One of the best (if not the best, if I'm being totally honest) books that I've read in 2013 is Eleanor & Park.  A relatively unknown author to me, produced a novel that was putting young adult obsessives in a tizzy over it's amazingness.  Two of my reading "twins" asked if I had read it, shortly after it's release, and when I hadn't yet, they both demanded I check it out immediately.  When your reading twins recommend a book IMMEDIATELY, you drop everything and pick it up.  They were right.  As usual. Thanks reading twins.  (Wait, does that mean that we're triplets?  They're both gingers too.  Perhaps they're actually long lost twins/sisters.  Will investigate further after writing this post.)

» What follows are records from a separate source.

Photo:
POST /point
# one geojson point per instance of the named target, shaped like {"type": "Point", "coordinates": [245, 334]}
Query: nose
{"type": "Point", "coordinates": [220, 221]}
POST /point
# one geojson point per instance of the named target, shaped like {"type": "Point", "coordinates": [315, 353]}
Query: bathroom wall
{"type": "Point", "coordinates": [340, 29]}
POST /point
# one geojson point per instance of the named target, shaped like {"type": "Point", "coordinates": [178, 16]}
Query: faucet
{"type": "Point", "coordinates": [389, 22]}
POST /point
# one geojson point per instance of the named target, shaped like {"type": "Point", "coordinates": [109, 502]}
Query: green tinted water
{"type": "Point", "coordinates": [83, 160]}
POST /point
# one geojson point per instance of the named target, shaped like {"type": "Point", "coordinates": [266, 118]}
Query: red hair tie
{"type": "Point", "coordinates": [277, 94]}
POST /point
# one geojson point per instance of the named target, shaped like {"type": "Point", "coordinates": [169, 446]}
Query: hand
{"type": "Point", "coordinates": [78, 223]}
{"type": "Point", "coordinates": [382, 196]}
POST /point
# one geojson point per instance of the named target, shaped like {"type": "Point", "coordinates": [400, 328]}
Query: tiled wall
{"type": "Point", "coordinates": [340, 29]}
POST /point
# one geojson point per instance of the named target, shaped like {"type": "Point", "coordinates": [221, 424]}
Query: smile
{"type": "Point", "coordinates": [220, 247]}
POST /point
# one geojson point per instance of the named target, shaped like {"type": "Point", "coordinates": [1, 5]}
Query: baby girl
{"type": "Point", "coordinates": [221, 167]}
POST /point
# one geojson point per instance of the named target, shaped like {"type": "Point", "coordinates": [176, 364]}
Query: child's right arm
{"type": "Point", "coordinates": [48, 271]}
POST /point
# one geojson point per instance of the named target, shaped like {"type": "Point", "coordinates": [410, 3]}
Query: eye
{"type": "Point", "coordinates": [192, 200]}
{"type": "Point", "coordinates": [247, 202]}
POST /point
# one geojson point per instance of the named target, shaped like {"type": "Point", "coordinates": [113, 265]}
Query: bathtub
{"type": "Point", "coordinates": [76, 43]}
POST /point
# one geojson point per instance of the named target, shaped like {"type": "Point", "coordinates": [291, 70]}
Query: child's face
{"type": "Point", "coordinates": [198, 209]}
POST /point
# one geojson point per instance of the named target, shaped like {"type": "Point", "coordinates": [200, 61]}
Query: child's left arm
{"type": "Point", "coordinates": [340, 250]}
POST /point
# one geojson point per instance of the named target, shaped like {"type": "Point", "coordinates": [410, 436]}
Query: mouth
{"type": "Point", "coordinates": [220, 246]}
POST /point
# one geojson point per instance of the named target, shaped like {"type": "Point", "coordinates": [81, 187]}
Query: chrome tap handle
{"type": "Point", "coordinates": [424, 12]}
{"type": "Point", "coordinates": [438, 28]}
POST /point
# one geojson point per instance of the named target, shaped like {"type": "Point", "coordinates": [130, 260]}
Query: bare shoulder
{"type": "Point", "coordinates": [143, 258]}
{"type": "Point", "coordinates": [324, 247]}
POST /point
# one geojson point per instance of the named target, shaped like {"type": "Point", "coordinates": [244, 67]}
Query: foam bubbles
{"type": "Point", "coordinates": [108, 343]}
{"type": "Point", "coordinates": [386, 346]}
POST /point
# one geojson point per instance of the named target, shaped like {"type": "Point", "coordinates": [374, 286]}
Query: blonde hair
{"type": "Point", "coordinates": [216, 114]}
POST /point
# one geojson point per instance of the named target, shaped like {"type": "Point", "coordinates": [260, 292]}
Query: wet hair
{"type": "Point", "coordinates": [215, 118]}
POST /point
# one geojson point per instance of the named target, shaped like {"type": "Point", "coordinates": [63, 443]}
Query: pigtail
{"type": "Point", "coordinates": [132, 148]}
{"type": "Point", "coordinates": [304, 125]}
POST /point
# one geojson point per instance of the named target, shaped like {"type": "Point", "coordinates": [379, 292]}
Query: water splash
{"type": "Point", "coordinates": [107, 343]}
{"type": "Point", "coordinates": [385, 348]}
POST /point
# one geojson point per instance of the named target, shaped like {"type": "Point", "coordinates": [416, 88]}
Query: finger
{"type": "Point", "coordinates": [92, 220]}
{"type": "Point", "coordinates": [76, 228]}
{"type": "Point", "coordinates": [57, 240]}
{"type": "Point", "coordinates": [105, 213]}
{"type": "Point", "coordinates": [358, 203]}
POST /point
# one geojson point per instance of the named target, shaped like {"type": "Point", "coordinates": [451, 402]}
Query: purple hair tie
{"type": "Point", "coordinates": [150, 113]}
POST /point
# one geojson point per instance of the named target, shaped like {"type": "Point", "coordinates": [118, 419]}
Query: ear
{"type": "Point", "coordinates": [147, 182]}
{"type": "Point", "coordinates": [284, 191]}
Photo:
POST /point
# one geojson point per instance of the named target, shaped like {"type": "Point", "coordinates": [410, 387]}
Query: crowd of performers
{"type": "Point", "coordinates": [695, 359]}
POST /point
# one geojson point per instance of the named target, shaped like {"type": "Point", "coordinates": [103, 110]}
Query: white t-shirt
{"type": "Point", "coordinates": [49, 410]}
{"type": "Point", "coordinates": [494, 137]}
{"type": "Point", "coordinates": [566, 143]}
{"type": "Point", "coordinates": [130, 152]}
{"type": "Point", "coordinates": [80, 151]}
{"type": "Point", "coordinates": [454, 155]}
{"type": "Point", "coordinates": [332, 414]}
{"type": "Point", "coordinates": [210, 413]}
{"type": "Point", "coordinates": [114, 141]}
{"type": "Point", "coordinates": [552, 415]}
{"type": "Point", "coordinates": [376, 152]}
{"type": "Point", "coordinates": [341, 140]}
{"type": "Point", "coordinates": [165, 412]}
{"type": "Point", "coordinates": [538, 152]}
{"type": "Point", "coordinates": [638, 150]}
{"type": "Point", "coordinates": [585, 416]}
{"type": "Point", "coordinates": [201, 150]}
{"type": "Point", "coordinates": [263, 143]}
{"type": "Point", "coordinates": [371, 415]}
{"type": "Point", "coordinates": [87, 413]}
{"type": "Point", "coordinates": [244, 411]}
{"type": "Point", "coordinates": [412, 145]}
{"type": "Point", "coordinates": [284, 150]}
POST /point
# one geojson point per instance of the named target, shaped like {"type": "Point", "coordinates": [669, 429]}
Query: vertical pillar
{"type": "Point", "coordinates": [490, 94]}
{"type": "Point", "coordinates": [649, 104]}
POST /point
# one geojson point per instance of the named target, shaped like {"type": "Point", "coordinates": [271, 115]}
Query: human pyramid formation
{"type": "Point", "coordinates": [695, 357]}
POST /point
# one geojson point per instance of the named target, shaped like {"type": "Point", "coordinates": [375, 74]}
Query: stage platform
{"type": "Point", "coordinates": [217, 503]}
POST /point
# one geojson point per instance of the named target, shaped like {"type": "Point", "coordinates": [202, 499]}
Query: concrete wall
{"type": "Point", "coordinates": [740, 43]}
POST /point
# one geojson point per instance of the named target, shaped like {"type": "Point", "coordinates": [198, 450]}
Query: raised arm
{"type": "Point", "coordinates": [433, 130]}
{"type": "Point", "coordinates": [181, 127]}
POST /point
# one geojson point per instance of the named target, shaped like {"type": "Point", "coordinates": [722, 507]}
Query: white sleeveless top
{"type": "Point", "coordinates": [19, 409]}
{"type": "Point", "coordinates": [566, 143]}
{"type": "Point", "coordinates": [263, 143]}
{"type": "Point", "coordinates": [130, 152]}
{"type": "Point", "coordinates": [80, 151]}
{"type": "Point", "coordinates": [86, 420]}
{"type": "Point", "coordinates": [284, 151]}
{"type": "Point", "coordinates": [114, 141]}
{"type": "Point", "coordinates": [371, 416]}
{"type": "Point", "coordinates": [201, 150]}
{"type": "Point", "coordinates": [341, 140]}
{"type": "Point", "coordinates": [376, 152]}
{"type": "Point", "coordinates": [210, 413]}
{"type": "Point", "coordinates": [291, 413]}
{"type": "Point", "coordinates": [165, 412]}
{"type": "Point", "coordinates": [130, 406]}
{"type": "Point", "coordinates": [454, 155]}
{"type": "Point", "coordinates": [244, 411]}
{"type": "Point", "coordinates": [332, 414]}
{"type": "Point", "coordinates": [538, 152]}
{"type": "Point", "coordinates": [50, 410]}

Eleanor and Park is set in the 1980s, which for a child of the 80s makes this pretty awesome right off of the bat.  It's an unconventional first love story, but so so so much more than just that.  It's raw, and beautiful, and just so very real.  I devoured it.

So when I found out that Rainbow Rowell (also, her name?  Amazing.  I feel like we'd be besties.  She just lives down in Omaha.  BRB making Rainbow my bestie!) had another book coming out this fall, I immediately put in a purchase request at my library.

Dear Library,
Please grant my Fangirl purchase request ASAP, as the book is being published September 10th, and I need it in my hands, ASAP.
Sincerely, Your devoted employee and obsessive YA fan


A summary from goodreads:

A coming-of-age tale of fan fiction, family and first love. 

Cath is a Simon Snow fan.

Okay, the whole world is a Simon Snow fan . . .

But for Cath, being a fan is her life — and she’s really good at it. She and her twin sister, Wren, ensconced themselves in the Simon Snow series when they were just kids; it’s what got them through their mother leaving.

Reading. Rereading. Hanging out in Simon Snow forums, writing Simon Snow fan fiction, dressing up like the characters for every movie premiere.

Cath’s sister has mostly grown away from fandom, but Cath can’t let go. She doesn’t want to.

Now that they’re going to college, Wren has told Cath she doesn’t want to be roommates. Cath is on her own, completely outside of her comfort zone. She’s got a surly roommate with a charming, always-around boyfriend, a fiction-writing professor who thinks fan fiction is the end of the civilized world, a handsome classmate who only wants to talk about words . . . And she can’t stop worrying about her dad, who’s loving and fragile and has never really been alone.

For Cath, the question is: Can she do this?

Can she make it without Wren holding her hand? Is she ready to start living her own life? Writing her own stories?

And does she even want to move on if it means leaving Simon Snow behind?